Film
The Pursuit of Vulnerability
- 7PM
Programmer: Ayanna Dozier
“The pursuit of vulnerability—the effort to remain open to at-risk bodies while possessing an at-risk body—is always marked by the certainty of death from exposure. And yet, it is a line of pursuit that we, as Black women, must maintain. What my interest in Ms. Morrison and Ms. Lorde’s words aims to examine is their very determined pursuits towards emotional and spiritual vulnerability as Black women in a world that reaps profit from the neglect, harm, and death of their at-risk bodies.”—Ayanna Dozier
Intro by Ayanna Dozier
Dirs. Ada Gay Griffin & Michelle Parkerson
1995, 80min
Audre Lorde—a self-described “Black, lesbian, mother, warrior, poet”—speaks about her extraordinary life and career, from her fearless work advancing womanist and civil rights to her poetry, which gave voice to society’s most marginalized. As one of the first figures to argue for the importance of intersectional feminism, Lorde was an ahead-of-her-time thinker whose ideas resonate today as strongly as ever.
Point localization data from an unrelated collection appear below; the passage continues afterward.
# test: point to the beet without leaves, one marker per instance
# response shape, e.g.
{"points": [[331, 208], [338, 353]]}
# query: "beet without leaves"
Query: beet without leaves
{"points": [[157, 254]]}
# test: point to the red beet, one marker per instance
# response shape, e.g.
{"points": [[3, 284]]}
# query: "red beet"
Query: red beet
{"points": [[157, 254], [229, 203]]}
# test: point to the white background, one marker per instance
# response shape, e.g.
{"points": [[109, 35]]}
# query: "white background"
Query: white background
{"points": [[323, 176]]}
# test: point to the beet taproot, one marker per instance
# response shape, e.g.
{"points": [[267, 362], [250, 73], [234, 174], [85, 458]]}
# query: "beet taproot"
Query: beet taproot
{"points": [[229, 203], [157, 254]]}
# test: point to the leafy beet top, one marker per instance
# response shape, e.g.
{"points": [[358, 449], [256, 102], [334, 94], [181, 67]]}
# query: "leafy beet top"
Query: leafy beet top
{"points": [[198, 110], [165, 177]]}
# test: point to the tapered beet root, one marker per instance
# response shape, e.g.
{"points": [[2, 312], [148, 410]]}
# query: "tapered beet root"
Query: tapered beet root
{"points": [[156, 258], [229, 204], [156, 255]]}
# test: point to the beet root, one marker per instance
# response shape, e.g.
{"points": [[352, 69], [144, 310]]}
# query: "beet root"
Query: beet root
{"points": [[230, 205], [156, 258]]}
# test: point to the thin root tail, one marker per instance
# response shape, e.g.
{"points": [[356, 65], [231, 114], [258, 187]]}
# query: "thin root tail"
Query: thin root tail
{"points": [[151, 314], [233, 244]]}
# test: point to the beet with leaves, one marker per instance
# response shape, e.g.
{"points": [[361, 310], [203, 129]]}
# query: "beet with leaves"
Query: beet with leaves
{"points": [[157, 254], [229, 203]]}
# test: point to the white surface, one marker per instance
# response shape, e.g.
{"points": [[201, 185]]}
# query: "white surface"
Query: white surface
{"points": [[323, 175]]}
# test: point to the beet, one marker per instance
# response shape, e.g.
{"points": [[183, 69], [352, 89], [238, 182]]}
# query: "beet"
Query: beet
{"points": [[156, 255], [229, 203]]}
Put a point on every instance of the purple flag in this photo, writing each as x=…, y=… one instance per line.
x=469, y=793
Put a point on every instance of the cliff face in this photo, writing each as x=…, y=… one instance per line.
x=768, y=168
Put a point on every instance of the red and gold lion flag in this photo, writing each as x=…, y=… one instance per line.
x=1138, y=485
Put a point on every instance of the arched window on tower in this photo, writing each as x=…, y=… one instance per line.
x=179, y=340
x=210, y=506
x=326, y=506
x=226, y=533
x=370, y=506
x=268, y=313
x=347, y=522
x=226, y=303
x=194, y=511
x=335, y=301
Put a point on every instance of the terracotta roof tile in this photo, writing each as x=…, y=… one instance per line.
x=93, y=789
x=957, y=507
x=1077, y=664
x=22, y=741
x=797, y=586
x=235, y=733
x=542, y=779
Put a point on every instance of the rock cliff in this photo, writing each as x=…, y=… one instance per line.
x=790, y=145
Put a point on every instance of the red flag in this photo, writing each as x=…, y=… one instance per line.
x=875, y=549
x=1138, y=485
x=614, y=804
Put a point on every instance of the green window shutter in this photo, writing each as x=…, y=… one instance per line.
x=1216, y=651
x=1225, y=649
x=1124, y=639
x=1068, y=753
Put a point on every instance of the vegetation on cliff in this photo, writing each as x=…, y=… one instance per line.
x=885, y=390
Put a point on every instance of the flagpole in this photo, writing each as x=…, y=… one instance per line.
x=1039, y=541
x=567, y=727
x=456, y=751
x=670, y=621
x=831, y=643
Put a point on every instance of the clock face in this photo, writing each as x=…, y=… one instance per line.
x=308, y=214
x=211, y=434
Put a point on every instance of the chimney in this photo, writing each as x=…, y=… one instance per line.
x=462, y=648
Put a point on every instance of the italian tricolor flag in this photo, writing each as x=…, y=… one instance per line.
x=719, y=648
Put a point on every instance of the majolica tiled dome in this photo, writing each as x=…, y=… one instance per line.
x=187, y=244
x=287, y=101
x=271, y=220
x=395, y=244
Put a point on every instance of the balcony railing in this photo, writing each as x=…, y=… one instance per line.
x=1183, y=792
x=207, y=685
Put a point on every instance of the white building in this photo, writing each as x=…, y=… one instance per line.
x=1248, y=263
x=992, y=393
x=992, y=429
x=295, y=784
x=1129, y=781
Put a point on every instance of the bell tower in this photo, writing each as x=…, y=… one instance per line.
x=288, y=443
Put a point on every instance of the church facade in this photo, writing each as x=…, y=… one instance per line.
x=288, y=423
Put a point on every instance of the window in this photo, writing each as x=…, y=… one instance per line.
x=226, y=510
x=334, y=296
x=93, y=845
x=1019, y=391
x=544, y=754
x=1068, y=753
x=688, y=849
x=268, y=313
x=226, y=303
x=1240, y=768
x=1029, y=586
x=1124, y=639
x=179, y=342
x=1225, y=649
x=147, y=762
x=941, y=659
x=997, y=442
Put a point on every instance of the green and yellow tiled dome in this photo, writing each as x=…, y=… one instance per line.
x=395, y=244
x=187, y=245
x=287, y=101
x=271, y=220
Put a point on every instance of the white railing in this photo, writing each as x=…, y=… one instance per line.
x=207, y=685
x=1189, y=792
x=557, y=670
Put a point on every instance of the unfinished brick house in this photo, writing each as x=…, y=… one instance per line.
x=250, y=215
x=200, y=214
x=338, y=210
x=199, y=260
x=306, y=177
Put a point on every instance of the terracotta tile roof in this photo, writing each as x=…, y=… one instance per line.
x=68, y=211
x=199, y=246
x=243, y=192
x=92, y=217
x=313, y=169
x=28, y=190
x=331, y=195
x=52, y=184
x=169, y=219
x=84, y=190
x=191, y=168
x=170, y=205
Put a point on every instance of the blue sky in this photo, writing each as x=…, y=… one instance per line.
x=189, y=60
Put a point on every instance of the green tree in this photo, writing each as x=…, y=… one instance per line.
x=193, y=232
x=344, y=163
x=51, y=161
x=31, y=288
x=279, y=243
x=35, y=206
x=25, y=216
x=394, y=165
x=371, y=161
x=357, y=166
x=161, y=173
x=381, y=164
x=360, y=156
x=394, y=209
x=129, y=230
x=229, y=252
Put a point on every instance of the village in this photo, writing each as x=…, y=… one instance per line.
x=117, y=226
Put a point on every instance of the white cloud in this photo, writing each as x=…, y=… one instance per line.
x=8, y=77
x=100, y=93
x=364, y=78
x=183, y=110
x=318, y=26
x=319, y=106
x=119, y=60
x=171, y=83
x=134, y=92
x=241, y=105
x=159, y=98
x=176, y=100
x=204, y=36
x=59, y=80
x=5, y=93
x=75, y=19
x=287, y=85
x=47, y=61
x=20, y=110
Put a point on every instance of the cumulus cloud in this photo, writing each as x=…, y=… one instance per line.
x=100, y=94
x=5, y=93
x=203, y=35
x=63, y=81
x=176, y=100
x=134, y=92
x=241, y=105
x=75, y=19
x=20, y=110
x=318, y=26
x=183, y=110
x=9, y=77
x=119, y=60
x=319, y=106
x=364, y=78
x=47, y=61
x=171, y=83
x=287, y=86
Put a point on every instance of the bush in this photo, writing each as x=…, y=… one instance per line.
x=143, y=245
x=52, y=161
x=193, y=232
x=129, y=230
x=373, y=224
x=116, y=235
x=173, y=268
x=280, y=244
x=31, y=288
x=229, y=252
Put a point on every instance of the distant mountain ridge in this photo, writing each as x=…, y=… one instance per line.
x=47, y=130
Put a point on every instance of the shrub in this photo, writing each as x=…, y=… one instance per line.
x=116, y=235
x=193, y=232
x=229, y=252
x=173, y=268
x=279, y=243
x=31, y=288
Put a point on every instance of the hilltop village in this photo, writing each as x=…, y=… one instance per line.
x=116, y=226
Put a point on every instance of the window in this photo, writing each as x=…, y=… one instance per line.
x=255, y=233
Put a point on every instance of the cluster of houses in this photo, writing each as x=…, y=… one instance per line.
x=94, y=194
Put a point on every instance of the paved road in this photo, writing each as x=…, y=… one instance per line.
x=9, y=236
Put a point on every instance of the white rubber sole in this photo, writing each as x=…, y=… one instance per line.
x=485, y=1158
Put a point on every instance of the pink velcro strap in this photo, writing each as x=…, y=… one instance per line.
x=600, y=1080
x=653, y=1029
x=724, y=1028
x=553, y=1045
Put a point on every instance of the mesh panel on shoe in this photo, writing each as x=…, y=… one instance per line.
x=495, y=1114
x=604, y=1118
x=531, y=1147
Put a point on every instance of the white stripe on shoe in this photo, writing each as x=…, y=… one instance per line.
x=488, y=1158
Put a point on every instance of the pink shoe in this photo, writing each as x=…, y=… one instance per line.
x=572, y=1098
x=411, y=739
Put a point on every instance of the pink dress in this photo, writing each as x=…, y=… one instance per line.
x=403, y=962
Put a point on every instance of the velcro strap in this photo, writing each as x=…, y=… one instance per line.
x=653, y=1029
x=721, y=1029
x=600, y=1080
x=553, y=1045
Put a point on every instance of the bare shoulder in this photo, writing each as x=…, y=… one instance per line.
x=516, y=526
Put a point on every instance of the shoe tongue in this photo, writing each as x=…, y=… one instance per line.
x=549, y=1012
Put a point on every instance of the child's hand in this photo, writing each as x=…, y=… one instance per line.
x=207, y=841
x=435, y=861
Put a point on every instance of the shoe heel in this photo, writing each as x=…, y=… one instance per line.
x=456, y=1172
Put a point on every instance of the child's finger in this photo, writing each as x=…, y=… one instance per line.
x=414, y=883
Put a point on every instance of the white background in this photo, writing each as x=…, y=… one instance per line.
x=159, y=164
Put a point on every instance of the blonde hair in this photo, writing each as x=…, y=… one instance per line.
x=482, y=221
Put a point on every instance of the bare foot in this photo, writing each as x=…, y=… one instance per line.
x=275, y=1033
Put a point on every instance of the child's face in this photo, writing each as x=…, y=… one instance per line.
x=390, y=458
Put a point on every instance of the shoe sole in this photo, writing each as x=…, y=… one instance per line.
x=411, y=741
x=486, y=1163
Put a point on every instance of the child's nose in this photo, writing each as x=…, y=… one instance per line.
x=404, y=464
Dir. Michele Pearson Clarke
2014, 4min
With Audre Lorde acting as both subject and surrogate, All That is Left Unsaid is a daughter’s elegy for her mother. Both women lived with cancer for 14 years, and the absence of their wisdom, guidance, and love is experienced as an ongoing loss. This short experimental documentary reflects on all other Black women gone too soon, in contemplating this aspect of grief.
Ayanna Dozier is a filmmaker and performance artist. She is the author of a forthcoming volume in the 33 1/3 series on Janet Jackson’s The Velvet Rope and has written about Black feminist theory, cinema, and performance art for Cléo, Another Gaze, Feminist Media Studies, and Liquid Blackness Journal. Dozier is a Joan Tisch Teaching Fellow at the Whitney Museum of American Art and a Ph.D. candidate at McGill University, examining formal and narrative aesthetics in contemporary Black feminist experimental short films in her dissertation.